After months of leaks, speculation and on-record hints from OnePlus CEO Pete Lau suggesting the company's first smartwatch would run on Google's Wear OS, the device will instead run from its own operating system.

Not for the first time, Google has been given the equivalent of a 'thanks, but no thanks'. First, it was Samsung. Next, Huawei. Now, it seems smaller companies are to follow suit.

Instead of tweaking Wear OS to its taste, OnePlus has decided to bet on itself, preparing to launch a device that leaks suggest will boast long-lasting battery life, an affordable price point and plenty of tracking metrics.

It's exactly the kind of smartwatch that would have given Wear OS a much-needed boost, even after it was given small signs of life through the Oppo Watch and TicWatch Pro 3. 

And while this latest rejection naturally doesn't tell us the whole story, it does perhaps shine a light on some of the issues Wear OS continues to hold. 

The most glaring would appear to be a lack of ambition - or, at least, a focus on the wrong things. 

While the smartwatch industry has pivoted heavily towards fitness and health tracking over the last few years, debuting devices that track everything from stress and recovery to heart rhythms and blood pressure, Google has appeared largely content with delivering solely solid notifications and third-party app support. 

For the light smartwatch user, it's still a very comfortable experience. Most, though, want a fitness platform that has more depth than what Google Fit currently provides, and want devices that have more extensive battery life or features. 

Google isn't solely to blame on that front, of course, but it does still bear responsibility for not giving its own platform a flagship smartwatch to lead the way.

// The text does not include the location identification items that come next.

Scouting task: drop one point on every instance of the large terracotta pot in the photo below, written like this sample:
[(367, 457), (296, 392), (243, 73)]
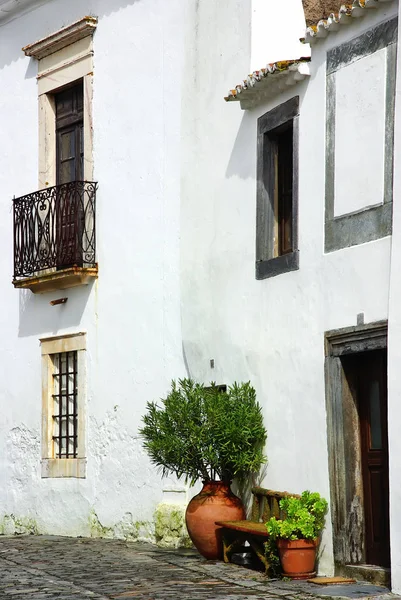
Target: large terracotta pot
[(297, 558), (215, 502)]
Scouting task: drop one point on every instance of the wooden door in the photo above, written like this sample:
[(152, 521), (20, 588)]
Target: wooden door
[(372, 403), (70, 210)]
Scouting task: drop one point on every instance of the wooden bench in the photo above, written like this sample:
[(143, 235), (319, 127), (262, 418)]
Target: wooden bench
[(234, 534)]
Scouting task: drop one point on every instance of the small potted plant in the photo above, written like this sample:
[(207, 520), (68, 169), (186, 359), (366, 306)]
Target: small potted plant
[(297, 535), (212, 435)]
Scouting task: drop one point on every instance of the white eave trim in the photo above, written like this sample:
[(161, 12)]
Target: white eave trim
[(61, 38), (345, 16)]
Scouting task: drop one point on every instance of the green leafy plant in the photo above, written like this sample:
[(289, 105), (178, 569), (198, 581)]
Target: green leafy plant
[(200, 432), (304, 518)]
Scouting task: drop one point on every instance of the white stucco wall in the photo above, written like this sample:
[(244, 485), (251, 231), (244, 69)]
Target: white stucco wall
[(276, 29), (360, 122), (132, 313), (394, 353), (176, 168), (272, 331)]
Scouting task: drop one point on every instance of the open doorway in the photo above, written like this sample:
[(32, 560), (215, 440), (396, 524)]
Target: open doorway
[(356, 399)]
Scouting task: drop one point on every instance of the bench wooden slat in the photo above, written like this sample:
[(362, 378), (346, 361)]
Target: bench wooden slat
[(234, 533), (245, 526)]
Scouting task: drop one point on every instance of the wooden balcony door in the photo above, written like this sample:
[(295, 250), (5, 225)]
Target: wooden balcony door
[(69, 168), (372, 405)]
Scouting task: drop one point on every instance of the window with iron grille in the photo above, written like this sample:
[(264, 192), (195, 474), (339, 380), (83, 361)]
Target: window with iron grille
[(64, 392), (277, 191), (65, 404)]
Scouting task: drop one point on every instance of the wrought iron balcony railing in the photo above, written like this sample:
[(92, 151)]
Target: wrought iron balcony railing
[(54, 228)]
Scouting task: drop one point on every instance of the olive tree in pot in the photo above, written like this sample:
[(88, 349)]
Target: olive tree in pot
[(205, 433), (297, 535)]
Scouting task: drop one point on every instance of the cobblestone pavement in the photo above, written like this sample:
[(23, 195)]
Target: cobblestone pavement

So, what next?

Well, luckily, it does have a very obvious ace in the hole.

Wear OS faces latest identity crisis after OnePlus rejection - and shows how Fitbit is needed more than ever photo 2

With the acquisition of Fitbit, the company has the potential to right the biggest wrong of Wear OS - fitness and health tracking - and finally gain an identity that matches up with what plenty of consumers crave. 

It's easier said than done, though, and just how Fitbit is integrated remains the single biggest question surrounding Wear OS.

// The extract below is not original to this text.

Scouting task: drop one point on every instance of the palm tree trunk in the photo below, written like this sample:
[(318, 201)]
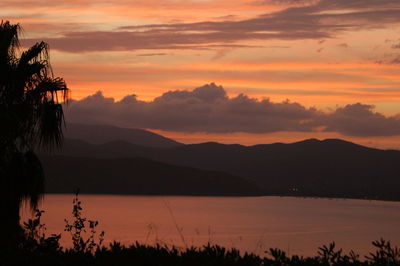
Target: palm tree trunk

The most likely, of course, is that it takes the core Fitbit experience and lets it fill in the void - essentially supercharging Google Fit by putting Fitbit's best features at the heart.

Instead of being data-light and unmotivating, the companion app would potentially harbour industry-leading sleep tracking and analysis. And instead of devices suffering consistent GPS and heart rate accuracy issues, they could become much more dependable to exercise from. All of this, too, backed up by the expert battery efficiency Fitbit gained when it acquired startups Pebble and Vector.

By stepping back and letting Fitbit provide a makeover to one of the most important aspects, it becomes an infinitely more attractive proposition for companies like OnePlus, Samsung and others. It goes from being an operating system also-ran to something that could finally match up to the balanced experience provided by Apple. 

We're only a few months removed from the Fitbit acquisition even gaining approval, so it's not exactly fair to expect this kind of radical integration to be successful overnight. This latest episode, though, once again highlights why it was so important to the future of Wear OS.

If Google can pull it off, we suspect there won't be any more instances of Wear OS being the bridesmaid.